I'd certainly be less incredulous about this move were there answers to these
inquiries.

[https://www.theverge.com/2019/2/25/18229714/cognizant-
facebo...](https://www.theverge.com/2019/2/25/18229714/cognizant-facebook-
content-moderator-interviews-trauma-working-conditions-arizona)

------
fumar
I am not picking on FB here. I find it interesting humans created this
network. It has some benefits and plenty of issues due to its business model.
There is strength in the network but the network could succumb to a loss of
participants and thus lose its power. Why are we not advocating for folks to
simply leave the network? I know I am removing lots of the gray areas, but I
am genuinely curious. Is there really no other group of builders that can
provide the market with a FB alternative? I keep reminding myself that at one
point in time AOL felt like the only access point to the internet that
mattered...

------
whateveracct
"Supreme Court"..this sounds nothing like the Supreme Court.

------
smsm42
So what happens is that Facebook chooses 11 people and gives them money so
that they could make Facebook censorship decisions look like they don't come
from Facebook. But since they people in that "court" still are appointed by
Facebook, that's all just a shell game. But now they can point at "independent
verification" by people they chose to pretend there's some objectivity behind
it (even though there can't possibly be).

------
gesman
Wolfs are funding supreme court over fate of sheep.

------
mjfl
I can't wait for this brave new world where you will need to implement a $130
million supreme court to start a new social network.

------
yingw787
$130M sounds like a tiny sum for content arbitration at Facebook’s scale and
the number of jurisdictions it crosses. I mean, nobody’s done it before, so it
will be interesting. But I don’t think this is or could be a serious attempt
to solve the systemic issues at stake with the platform.

------
neonate
[http://archive.is/kzokf](http://archive.is/kzokf)

------
r00fus
Great! Corporate takeover of our commons. Sounds completely kosher to me.

------
officeplant
They'll need to hire idubbz so they can have a proper content cop for the
content court.

------
jariel
HN et. al. have become really quite cynical about FB these days, but I suggest
reality is something more pragmatic, however ugly --> yes, FB likes taking
money from anyone, but I'll bet they really, really don't want to be in the
business of content filtering, or having to make such decisions, and would
rather wash their hands of it.

There's little pragmatic leadership coming from the powers that be over this
stuff - obviously there's a good deal of noise out of governments concerning
'fake news' \- but I'd argue it's much more difficult than one would imagine
given 100 different nations, different laws, lobbying power, even aside from
the concerns over really deciding 'what is fake'. I think a lot of TV spots
might reasonably fall under the category of 'not exactly factual' as well.

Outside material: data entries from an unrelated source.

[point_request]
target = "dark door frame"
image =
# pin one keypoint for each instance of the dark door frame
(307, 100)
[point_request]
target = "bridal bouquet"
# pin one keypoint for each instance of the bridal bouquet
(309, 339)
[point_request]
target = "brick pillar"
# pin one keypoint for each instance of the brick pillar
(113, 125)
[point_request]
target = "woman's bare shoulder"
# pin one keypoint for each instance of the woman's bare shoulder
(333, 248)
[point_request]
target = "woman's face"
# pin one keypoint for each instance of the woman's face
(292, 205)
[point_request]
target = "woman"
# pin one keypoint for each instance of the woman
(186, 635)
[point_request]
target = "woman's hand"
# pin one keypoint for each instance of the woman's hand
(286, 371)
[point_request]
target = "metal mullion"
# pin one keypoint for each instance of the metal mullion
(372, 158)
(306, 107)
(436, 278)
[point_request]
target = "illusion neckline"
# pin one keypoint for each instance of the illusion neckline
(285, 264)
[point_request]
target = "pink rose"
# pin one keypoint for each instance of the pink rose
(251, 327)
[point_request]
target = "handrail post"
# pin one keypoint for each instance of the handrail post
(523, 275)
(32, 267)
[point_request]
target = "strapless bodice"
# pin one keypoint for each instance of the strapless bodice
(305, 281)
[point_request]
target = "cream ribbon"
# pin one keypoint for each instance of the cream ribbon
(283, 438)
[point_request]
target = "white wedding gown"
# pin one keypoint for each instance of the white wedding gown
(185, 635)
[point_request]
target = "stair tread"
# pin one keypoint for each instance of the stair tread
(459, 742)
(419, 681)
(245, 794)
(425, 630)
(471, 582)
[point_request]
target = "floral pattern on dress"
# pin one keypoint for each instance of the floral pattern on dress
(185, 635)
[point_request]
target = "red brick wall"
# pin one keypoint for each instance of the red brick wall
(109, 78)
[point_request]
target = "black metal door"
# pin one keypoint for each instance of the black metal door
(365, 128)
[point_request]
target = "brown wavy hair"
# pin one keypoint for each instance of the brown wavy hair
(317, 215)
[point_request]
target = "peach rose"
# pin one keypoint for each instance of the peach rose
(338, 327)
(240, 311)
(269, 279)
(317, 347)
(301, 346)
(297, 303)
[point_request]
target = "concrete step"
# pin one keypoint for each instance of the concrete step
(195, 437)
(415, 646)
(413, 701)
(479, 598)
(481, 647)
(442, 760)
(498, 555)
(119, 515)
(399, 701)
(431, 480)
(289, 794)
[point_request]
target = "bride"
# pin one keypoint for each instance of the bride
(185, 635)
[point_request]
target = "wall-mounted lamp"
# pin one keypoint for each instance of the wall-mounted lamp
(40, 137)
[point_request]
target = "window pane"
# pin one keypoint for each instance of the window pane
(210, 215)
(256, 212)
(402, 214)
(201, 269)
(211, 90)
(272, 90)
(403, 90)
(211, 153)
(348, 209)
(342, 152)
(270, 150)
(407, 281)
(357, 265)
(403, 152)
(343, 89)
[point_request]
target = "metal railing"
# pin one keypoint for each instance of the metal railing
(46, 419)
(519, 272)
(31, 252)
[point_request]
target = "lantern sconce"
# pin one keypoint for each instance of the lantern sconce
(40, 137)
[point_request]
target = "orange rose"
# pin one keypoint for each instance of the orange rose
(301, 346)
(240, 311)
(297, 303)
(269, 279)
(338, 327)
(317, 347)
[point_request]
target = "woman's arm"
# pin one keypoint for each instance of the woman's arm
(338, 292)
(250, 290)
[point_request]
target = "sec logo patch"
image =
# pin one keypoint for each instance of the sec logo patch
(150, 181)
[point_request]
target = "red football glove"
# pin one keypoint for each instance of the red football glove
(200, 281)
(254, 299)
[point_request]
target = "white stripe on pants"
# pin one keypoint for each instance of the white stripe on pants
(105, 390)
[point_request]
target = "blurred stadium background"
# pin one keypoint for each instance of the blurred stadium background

If there were reasonable, clean and coherent direction from US gov (probably
not going to happen), it would be easier. A lot of the EU thinking/legislation
I suggest mightn't be specifically nuanced enough as well.

I am not cynical about this announcement. I'd wager FB would be somewhere in
the range of 'happy' to comply with a set of reasonable bits of legislation,
especially if was applied universally and coherently. In the absence of anyone
actually doing anything, they're going to set it up themselves.

Impartial? Hardly, but it's probably better than nothing.

$130M is not chump change, this is a big deal. Perhaps wit a change in
governance maybe something will happen. (I'm not making a political statement
other than to say the Trump regime will never do anything about this).

Absent any real collective movement on this issue ... I think this is a
positive step. It's better than the status quo.

------
chadlavi
No thanks!

------
pootpucker
Who is going to run this board? It's probably going to be the last people on
earth you want in those positions.

------
knzhou
Damned if you do, damned if you don't.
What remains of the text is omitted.